How Inequality Shapes Our Lives, Part 2

My friend Bryan Caplan has a response to my recent post about inequality. I’m preparing to leave town for the Alabama Philosophical Society and so probably won’t have a chance to reply in detail until I get back. (This also applies to the comments section of my previous post, which I haven’t had a chance to look at.) But three short points just for now:

Organize and Take the Big Bag

a) Bryan’s response focuses on the ways in which free markets would solve the problems I point to if they were really problems. But the whole point of my position is that we don’t have a free market! Left-libertarians have pointed out in detail the ways in which the housing and labour markets, for example, are skewed in ologopolistic and oligopsonistic directions respectively. By ignoring these analyses rather than refuting them, Bryan in effect assumes the problems out of existence; he might just as well say “taxes can’t really be too high, because if they were, consumers would just switch to a rival protection agency with lower fees.”
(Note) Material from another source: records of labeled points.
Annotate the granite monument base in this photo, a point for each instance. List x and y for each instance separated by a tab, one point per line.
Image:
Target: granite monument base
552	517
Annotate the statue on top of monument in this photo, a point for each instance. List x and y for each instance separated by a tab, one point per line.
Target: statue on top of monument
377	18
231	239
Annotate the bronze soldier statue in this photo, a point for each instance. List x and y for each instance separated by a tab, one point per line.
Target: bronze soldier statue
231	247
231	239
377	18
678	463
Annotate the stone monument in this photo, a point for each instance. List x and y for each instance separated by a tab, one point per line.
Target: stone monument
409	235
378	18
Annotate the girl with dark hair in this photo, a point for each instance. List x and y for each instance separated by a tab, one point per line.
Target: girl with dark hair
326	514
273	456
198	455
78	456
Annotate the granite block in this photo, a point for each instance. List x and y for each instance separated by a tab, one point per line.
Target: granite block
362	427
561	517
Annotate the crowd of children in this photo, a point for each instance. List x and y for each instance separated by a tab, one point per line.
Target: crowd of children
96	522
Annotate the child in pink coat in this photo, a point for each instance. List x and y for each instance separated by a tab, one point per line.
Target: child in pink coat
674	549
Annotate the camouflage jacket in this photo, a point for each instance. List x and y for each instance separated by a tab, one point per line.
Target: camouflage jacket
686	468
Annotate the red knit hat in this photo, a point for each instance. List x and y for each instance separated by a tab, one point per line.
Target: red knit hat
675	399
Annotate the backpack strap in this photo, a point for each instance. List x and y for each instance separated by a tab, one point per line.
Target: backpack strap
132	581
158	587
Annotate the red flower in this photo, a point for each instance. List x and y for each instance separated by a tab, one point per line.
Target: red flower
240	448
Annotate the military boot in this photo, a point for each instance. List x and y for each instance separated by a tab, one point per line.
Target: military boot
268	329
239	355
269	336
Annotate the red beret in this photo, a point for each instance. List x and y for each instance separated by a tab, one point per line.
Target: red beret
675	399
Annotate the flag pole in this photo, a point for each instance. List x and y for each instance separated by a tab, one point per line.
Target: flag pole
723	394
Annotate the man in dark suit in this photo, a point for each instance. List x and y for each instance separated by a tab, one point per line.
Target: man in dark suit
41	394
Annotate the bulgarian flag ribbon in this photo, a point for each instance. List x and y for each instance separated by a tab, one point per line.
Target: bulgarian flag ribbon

b) The fact that workers can shirk, that tenants can be delinquent, etc., is beside the point. We already know upfront that each party to a contract can potentially screw over the other. The point is that, given that context, the contracts are then skewed to favour one side. That skewing isn’t counterbalanced by the other side’s capacity for delinquency, because each side has that capacity, and one side has the favourable contract in addition.

c) Yes, there are various regulations that purport to help the weaker party to the contract; but left-libertarians have argued in detail that those regulations in practice actually tend to help the stronger party instead. Maybe we’re right about that and maybe we’re wrong, but as far as I know, Bryan hasn’t addressed those arguments, and we can hardly be expected to pretend we haven’t made them.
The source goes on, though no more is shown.